E poi c’è la “nomofobia” o “No Mobile Phone Phobia”, l’irrazionale timore di rimanere “lontani dalla possibilità di collegarsi mediante il proprio smartphone”, strettamente legata a quello che viene definito “checking habit”, l’abitudine di controllare lo smartphone per verificare l’arrivo di nuove mail, notifiche o messaggi.
Si è cercato di arginare queste derive psicologiche e lo si è fatto sulla base della teoria della “slow tech”, che pone al centro la necessità di proporre un’informatica che tenga conto delle esigenze degli esseri umani, dato che, come ha sagacemente affermato Deborah Johnson nel 1985, “la tecnologia non è soltanto artefatti, ma artefatti incorporati in pratiche sociali e infusi con significati sociali”. La tecnologia e la società, dunque, si plasmano a vicenda (co-shaping) e, in una prospettiva lungimirante, diventa fondamentale considerare i sistemi ICT dei “socio-technical systems”.
Da questo approccio proviene la proposizione di un metodo di “disconnessione”: il “digital detox”, “un periodo di tempo che si sceglie volontariamente di passare lontano dai social media e altri ambienti digitali, senza usare smartphone, tablet, PC e altri device simili, con l’obiettivo di rivedere e rendere più sano il proprio rapporto con la tecnologia”.
Una scelta che viene a configurarsi come una pausa di riflessione, un tentativo di porre un freno al rapinoso fiume della tecnologia, al quale siamo soliti permettere di avvolgere tutto e trascinarlo con sé.
Il tema del digital stress assume un significato ancora più attuale se declinato in funzione della situazione di emergenza sanitaria che ci si è ritrovati a fronteggiare da quasi due anni a questa parte.
Maria Rosaria Rapolla, medico responsabile di Psicogeriatria del Centro Sant’Ambrogio Fatebenefratelli, ha evidenziato come proprio la pandemia, e lo stato di isolamento e perenne distanziamento a cui essa ha costretto, sia stata il motore “del desiderio di vedersi, di trovarsi, di comunicare”, allontanando la diffusa tendenza all’auto-esclusione dal mondo esterno e al rifiuto totale di ogni forma di relazione, se non quella virtuale, che aveva trovato una classificazione alla voce “sindrome Hikikomori”.
Questa situazione ha permesso che il mondo digitale venisse accreditato e innalzato a unico “luogo sicuro” possibile, in cui la relazione ha continuato a essere permessa senza troppe remore anche nei periodi di lockdown più serrato; un ineguagliabile spazio grazie al quale si è potuto evitare quello esterno e reale, fonte primaria di ansie e angosce.
Anche in questo caso, l’unica soluzione prospettabile sarebbe quella di allontanarsi gradualmente dal virtuale, e non con atteggiamento demonizzante, bensì consapevole dei grossi limiti che riguardano questo universo.
Il rischio è quello di perdere il linguaggio del corpo, il significato degli sguardi e delle pause, la profondità dei luoghi, così bombardati come siamo da stimoli ipertrofici ed esclusivamente bidimensionali.

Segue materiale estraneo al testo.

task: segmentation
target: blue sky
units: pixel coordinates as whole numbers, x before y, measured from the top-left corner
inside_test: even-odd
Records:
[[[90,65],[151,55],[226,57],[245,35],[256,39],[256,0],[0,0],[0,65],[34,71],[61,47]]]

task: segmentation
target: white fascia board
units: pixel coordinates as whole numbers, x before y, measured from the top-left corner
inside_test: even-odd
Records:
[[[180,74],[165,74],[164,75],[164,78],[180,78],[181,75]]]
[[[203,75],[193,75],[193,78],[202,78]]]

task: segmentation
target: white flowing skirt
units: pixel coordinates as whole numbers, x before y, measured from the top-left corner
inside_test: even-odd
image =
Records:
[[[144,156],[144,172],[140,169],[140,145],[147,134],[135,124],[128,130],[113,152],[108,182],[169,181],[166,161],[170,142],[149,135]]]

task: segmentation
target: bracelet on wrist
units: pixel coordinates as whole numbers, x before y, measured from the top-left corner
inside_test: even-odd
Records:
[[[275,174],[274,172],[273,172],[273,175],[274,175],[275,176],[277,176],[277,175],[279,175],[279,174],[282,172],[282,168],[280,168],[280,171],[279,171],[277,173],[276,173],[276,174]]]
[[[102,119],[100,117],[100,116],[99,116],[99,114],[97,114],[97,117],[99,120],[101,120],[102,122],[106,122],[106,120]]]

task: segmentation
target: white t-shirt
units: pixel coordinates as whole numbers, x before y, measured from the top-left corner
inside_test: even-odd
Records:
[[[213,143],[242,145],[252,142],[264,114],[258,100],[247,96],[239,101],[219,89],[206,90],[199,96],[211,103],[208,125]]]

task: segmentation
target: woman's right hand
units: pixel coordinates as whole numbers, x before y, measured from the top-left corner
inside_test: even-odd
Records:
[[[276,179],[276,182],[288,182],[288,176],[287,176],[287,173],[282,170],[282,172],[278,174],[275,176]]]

Questo perenne sottofondo, che tenta instancabilmente di riempire, colmare, rattoppare, sta lentamente, ma inesorabilmente, comportando la svalutazione dei silenzi e della loro utilità.
Nella prospettiva di un elogio dei silenzi e di un’apologia degli spazi vuoti, bisognerebbe ricordare che, in alcuni casi, è molto più produttivo rimanere in attesa, un’attesa che non si trasformi in un passivo crogiolarsi nel nulla, ma in uno slancio ottimistico di preparazione dell’anima a ricevere.
La speranza è che, come dice il dott. Niola, “smaltita la sbornia, inizieremo a servirci di Internet senza farci usare. Altrimenti, la Rete diverrà un dispositivo di formattazione delle coscienze spaventosamente totalitario”.